Steelers Charities will operate the sports complex. It is being funded through a $10 million grant from the Richard King Mellon Foundation.

In part, the goal of the complex is to help address a “well-documented shortage of youth-centric sports and recreation destinations in the city of Pittsburgh,” according to last year’s announcement of its development.

Steelers officials have said they hope to use the new facility not only for clinics and games but also for community programming and player-led initiatives.

The proposed guidelines involve mostly technical aspects related to design, building heights and entrances.

Tishman Speyer is proposing that no more than 12 acres of land within Hazelwood Green be devoted to such facilities and that no one project can be more than 6 acres in size.

It also is suggesting that no building — including concession stands, locker rooms, and bleachers — can be more than 85 feet high. Accessory buildings, including observation towers, would be limited to a maximum of 60 feet.

Fencing can be as much as 10 feet high. Chain link is not permitted.

“We’re talking about high-quality design in terms of what we’re looking to do,” Mr. Kamin said, adding that the 10-foot height appears to be “the standard” among similar venues elsewhere.

In addition, field lighting will be designed to “minimize light pollution” by installing shielding on the luminaries.

No date has been announced for the start of construction.
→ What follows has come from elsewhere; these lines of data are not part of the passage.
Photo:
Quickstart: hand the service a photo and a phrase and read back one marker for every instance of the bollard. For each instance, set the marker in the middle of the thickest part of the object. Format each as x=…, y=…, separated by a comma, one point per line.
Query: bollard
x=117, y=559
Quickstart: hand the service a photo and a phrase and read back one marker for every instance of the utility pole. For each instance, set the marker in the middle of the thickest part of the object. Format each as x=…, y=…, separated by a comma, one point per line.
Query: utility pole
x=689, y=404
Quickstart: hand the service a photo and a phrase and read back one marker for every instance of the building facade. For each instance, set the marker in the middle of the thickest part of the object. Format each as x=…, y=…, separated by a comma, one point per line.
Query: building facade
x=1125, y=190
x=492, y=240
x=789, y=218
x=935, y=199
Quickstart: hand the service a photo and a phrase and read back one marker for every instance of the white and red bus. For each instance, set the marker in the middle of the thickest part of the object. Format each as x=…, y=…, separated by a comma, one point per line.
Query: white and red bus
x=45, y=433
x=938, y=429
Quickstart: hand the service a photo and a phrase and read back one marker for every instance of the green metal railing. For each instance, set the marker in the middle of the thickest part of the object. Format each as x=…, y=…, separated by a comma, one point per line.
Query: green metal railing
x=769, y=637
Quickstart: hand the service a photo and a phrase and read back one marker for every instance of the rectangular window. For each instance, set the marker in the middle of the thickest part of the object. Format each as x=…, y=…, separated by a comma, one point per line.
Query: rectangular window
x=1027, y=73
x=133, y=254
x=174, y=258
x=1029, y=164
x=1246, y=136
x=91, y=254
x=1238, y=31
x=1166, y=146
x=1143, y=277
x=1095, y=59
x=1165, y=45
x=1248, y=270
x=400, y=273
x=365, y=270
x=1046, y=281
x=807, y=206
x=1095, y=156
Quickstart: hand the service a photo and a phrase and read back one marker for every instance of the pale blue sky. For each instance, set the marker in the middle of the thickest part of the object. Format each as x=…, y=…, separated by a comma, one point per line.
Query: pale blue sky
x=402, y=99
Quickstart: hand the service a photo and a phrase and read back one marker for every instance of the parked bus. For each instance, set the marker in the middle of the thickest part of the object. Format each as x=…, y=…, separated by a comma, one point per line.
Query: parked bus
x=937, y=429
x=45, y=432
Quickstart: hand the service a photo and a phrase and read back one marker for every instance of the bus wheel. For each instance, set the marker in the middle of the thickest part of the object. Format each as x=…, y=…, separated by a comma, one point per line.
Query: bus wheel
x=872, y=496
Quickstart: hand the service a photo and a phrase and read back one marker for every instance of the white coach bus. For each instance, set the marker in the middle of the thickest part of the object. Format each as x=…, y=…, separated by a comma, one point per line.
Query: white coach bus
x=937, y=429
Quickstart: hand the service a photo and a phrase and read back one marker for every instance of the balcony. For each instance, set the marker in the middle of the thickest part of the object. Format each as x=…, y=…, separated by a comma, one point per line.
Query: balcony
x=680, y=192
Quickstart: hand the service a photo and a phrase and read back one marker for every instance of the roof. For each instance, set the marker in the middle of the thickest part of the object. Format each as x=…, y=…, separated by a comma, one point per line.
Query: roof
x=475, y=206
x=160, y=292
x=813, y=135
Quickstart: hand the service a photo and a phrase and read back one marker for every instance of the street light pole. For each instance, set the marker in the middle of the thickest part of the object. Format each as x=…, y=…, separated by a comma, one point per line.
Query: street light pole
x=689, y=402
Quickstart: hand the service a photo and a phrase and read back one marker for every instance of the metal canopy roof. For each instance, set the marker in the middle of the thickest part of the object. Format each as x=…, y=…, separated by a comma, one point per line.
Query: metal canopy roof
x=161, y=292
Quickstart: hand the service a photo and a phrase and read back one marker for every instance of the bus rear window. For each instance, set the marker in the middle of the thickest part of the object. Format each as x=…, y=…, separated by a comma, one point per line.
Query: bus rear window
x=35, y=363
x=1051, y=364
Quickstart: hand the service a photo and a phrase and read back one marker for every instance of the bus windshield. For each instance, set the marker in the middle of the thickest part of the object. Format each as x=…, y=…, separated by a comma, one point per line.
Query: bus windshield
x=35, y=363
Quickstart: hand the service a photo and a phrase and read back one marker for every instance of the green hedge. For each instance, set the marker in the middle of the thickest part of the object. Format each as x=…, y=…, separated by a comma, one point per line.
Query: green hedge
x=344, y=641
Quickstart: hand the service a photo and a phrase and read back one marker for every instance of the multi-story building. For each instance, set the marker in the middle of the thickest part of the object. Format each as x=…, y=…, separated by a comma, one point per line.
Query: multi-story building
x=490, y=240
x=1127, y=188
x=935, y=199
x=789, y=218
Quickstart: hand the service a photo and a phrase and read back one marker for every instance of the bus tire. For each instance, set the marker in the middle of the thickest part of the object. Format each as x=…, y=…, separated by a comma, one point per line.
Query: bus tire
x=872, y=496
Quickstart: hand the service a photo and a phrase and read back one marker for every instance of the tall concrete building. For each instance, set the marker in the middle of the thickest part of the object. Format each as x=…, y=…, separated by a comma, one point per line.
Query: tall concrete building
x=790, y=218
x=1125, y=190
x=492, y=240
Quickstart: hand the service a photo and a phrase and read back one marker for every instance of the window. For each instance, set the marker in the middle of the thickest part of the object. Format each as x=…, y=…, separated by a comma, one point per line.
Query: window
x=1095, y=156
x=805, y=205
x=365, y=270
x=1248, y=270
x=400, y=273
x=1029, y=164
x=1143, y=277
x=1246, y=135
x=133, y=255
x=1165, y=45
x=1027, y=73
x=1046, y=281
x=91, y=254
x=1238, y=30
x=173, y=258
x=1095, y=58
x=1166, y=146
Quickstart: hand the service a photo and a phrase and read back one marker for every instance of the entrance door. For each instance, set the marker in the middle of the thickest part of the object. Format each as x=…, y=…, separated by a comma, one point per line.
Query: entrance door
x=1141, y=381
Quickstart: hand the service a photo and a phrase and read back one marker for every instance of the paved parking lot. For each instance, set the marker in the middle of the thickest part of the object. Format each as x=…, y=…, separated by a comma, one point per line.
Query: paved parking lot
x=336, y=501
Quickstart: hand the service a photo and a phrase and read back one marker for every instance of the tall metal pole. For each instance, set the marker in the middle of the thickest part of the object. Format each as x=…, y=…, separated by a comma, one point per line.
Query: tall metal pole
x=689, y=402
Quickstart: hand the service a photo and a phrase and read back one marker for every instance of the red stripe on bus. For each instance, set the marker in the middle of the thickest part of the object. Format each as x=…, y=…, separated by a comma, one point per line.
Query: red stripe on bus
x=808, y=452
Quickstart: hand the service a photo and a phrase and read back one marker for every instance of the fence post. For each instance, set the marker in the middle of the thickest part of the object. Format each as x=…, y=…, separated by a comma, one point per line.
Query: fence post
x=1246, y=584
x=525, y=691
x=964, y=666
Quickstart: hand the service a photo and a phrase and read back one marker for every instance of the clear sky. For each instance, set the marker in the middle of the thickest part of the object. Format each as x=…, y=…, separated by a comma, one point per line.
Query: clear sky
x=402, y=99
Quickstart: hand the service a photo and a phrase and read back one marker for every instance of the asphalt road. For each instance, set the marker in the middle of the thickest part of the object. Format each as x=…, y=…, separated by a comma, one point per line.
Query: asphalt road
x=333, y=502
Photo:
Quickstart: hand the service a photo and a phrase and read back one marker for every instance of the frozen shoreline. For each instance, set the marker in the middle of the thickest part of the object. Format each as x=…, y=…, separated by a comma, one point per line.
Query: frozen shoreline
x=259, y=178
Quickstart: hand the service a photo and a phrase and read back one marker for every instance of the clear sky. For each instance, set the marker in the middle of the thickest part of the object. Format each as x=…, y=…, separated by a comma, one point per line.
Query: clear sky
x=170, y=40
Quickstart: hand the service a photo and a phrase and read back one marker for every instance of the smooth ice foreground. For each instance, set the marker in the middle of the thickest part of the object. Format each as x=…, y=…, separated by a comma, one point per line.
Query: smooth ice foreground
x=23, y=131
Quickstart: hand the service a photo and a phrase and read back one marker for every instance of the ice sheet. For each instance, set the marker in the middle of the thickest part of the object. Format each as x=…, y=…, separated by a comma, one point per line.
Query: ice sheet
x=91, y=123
It is believed that the Steelers would like to have the complex up and running before the NFL draft comes to Pittsburgh in the spring of 2026.

Tishman Speyer, the Hazelwood Green master developer, has been involved in similar initiatives with the New York Yankees, the San Francisco 49ers and Harvard University.

Hazelwood Green is owned by the Almono partnership, made up of the Richard King Mellon Foundation, the Heinz Endowments, and Claude Worthington Benedum Foundation.

Over the past several years, the Richard King Mellon Foundation has invested more than $150 million into Hazelwood Green.

In addition to the youth sports complex, it supplied a $100 million grant for the University of Pittsburgh’s BioForge biomanufacturing facility and $45 million for Carnegie Mellon University’s Robotics Innovation Center.

Mark Belko: [email protected].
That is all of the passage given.